Motivation
Although the characters encoding issue is not an issue with NextJS but React (check more details here), you can encounter this if you have static pages that have some HTML entities in the page content - e.g. ampersand (&
) in query parameters.
These HTML entities will not be encoded by default, which will result in incorrect content. This will pose an issue mostly for crawlers.

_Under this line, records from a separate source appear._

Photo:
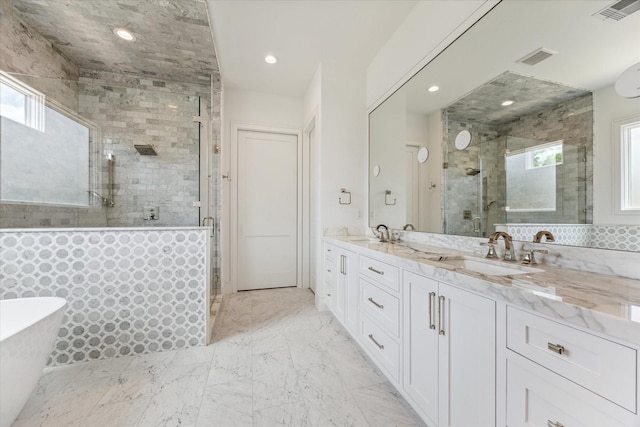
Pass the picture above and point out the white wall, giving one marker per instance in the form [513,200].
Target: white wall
[425,32]
[343,145]
[607,108]
[262,109]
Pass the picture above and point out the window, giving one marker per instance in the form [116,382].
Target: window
[629,147]
[46,150]
[21,103]
[544,155]
[530,179]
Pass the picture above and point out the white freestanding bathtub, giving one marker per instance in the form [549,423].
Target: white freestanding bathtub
[28,329]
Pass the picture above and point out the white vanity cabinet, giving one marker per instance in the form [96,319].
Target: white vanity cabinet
[449,353]
[558,375]
[341,285]
[379,328]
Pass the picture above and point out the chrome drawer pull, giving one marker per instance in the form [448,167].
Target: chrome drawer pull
[556,348]
[380,306]
[441,314]
[380,346]
[377,271]
[432,321]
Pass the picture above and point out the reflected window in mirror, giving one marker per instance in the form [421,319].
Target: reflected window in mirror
[630,165]
[21,103]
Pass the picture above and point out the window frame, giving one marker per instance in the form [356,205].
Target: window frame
[621,167]
[35,101]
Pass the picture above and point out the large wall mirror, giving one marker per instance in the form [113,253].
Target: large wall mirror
[524,128]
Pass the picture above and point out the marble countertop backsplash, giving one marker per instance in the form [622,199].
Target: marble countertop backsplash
[601,301]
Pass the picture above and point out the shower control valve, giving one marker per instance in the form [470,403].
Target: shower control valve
[151,213]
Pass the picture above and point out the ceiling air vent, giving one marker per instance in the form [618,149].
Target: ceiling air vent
[618,10]
[537,56]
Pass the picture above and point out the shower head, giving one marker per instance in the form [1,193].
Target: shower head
[145,150]
[472,171]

This can be fixed by adding a custom decode method in the _document
file.
Disclaimer:
- Check if this issue is still happening
- Check if the fix is needed
- Always be cautious when changing default Next.js custom document configurations
To prepare for React 18, we recommend avoiding customizing getInitialProps and renderPage, if possible.
Implementation
If you do not have the _document
file in the pages
folder, create a file with the default content (copy all except gIP in _document) and:
- install the
html-entities
package (https://github.com/mdevils/html-entities) - import the
html-entities
package
import { decode } from 'html-entities';
- add the gIP implementation in the class
static async getInitialProps(ctx) {
const initialProps = await Document.getInitialProps(ctx);
// based on https://github.com/vercel/next.js/issues/2006
return {
...initialProps,
html: initialProps.html.replace(
/(href|src|srcSet)="([^"]+)"/g,
(match, attribute, value) => `${attribute}="${decode(value)}"`
),
};
}
- add or change regex properties to handle more cases
The above code searches and replaces all href
, src
and srcSet
attributes in all pages with decoded characters.
Conclusion
If you need to encode HTML entities, the proposed solution will work well. There is no need to add this by default.